Luftwiderstand
Definition: die Reibung, die bei Bewegung eines Körpers durch die Luft entsteht
Englisch: air drag
Kategorien: Fahrzeuge, Grundbegriffe, physikalische Grundlagen
Autor: Dr. Rüdiger Paschotta
Wie man zitiert; zusätzliche Literatur vorschlagen
Ursprüngliche Erstellung: 26.09.2014; letzte Änderung: 20.08.2023
Wenn ein Körper, beispielsweise ein Fahrzeug, durch die Luft bewegt wird, führt dies zu Reibung. Die Luft wird nämlich vom Fahrzeug teilweise mitgerissen und in Bewegung versetzt, wobei bei höheren Geschwindigkeiten auch turbulente Strömungen entstehen. Dies hat einen Energieverlust zur Folge, der im Zusammenhang mit der entstehenden Reibungskraft steht. (Der Energieverlust entspricht der Reibungskraft multipliziert mit der Strecke, über die der Körper bewegt wird.) Diese Art von Reibung wird als Luftwiderstand (oder allgemeiner als Strömungswiderstand) bezeichnet. Bei einem bewegten Fahrzeug muss durch diese aerodynamischen Kräfte entsprechend mehr Antriebsleistung aufgebracht werden, um die Geschwindigkeit zu halten.

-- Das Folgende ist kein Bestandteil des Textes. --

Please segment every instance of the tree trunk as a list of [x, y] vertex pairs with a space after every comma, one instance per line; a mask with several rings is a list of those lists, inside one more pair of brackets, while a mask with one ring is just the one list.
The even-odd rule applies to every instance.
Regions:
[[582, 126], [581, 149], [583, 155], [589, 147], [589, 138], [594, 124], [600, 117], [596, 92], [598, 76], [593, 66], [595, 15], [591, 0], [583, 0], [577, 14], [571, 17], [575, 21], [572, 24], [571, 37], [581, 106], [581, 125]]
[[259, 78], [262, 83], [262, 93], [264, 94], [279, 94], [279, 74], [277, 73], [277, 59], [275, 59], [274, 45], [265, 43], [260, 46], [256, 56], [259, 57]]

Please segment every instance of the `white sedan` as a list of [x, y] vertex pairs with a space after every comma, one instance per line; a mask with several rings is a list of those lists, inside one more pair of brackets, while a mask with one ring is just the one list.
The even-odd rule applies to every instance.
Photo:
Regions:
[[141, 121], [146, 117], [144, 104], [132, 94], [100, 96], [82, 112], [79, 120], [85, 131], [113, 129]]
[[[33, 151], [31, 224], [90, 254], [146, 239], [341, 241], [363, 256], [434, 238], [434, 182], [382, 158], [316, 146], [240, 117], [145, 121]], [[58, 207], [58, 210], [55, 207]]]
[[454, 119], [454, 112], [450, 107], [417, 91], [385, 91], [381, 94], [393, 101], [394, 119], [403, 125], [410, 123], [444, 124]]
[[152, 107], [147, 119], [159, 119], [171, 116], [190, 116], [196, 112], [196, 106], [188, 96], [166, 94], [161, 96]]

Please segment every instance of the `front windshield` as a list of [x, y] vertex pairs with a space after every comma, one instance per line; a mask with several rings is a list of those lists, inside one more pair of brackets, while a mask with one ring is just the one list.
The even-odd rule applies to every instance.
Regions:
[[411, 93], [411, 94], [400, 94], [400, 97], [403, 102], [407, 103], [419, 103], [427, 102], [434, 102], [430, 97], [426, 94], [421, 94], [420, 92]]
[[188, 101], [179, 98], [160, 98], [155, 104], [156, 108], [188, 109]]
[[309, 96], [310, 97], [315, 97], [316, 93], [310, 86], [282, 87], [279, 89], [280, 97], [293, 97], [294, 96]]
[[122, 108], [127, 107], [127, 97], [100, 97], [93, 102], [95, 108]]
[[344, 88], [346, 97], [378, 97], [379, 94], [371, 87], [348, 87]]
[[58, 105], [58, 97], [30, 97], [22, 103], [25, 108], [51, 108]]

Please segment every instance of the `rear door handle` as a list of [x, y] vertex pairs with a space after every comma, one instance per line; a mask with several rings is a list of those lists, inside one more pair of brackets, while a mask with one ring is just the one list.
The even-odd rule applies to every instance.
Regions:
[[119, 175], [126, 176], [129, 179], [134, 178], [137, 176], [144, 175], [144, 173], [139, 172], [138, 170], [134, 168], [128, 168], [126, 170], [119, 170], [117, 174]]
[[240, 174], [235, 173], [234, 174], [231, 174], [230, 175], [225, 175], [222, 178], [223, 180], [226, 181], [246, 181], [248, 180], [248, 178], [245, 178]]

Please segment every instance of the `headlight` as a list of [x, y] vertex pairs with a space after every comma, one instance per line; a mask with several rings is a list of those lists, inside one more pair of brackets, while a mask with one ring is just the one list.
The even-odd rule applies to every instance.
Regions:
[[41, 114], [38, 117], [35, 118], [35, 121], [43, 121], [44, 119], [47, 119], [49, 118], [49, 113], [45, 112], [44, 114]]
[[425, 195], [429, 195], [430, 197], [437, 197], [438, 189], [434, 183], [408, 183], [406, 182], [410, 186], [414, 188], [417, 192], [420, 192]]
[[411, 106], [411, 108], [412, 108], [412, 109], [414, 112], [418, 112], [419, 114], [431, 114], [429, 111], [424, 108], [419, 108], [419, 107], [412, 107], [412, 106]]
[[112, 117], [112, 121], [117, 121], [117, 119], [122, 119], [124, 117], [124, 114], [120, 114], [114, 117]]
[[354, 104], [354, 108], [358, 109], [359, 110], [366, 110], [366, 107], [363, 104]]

Bei Autos und anderen Kraftfahrzeugen ist der Luftwiderstand der dominierende Teil der Reibungskräfte (und meist ein wesentlicher Teil des gesamten Fahrwiderstands), solange die Fahrgeschwindigkeit nicht sehr tief liegt (z. B. unter 30 km/h). Bei sehr niedrigen Geschwindigkeiten dominiert dagegen der Rollwiderstand.
Stärke der Luftwiderstandskraft
Die Stärke der Luftwiderstandskraft ist im Falle einer turbulenten Strömung (also bei nicht sehr kleinen Geschwindigkeiten) durch die folgende Formel gegeben:
$$F = c_\textrm{W} A \frac{\rho v^2}{2}$$
Sie hängt also von mehreren Faktoren ab:
- vom Luftwiderstandsbeiwert ($c_\textrm{W}$-Wert) des Körpers
- von der Querschnittsfläche (Stirnfläche) <$A$> des bewegten Körpers in Fahrtrichtung
- von der Dichte <$\rho$> der Luft (die in großen Höhen, zum Beispiel der Flughöhe eines Flugzeugs, deutlich abnimmt)
- vom Quadrat der Geschwindigkeit <$v$> (genauer der Relativgeschwindigkeit zwischen Körper und Umgebungsluft)
Die Luftwiderstandskraft ist also proportional zur genannten Querschnittsfläche und ebenfalls zum Luftwiderstandsbeiwert (cW-Wert), der von der geometrischen Form des Körpers abhängt. Dies bedeutet, dass eine strömungsgünstige Form z. B. eines Fahrzeugs bei gegebener Querschnittsfläche den Luftwiderstand reduziert. Wird jedoch bei festem cW-Wert die Querschnittsfläche erhöht (z. B. um den Innenraum zu vergrößern), wird der Luftwiderstand auch wieder stärker.
Wenn das Fahrzeug gegen einen von vorne kommenden Wind (Gegenwind) bewegt wird, erhöht sich die relevante Relativgeschwindigkeit um die Windgeschwindigkeit. Die vom Wind verursachte zusätzliche Reibungskraft fällt wegen der quadratischen Abhängigkeit von der Relativgeschwindigkeit umso mehr ins Gewicht, je schneller sich das Fahrzeug bewegt.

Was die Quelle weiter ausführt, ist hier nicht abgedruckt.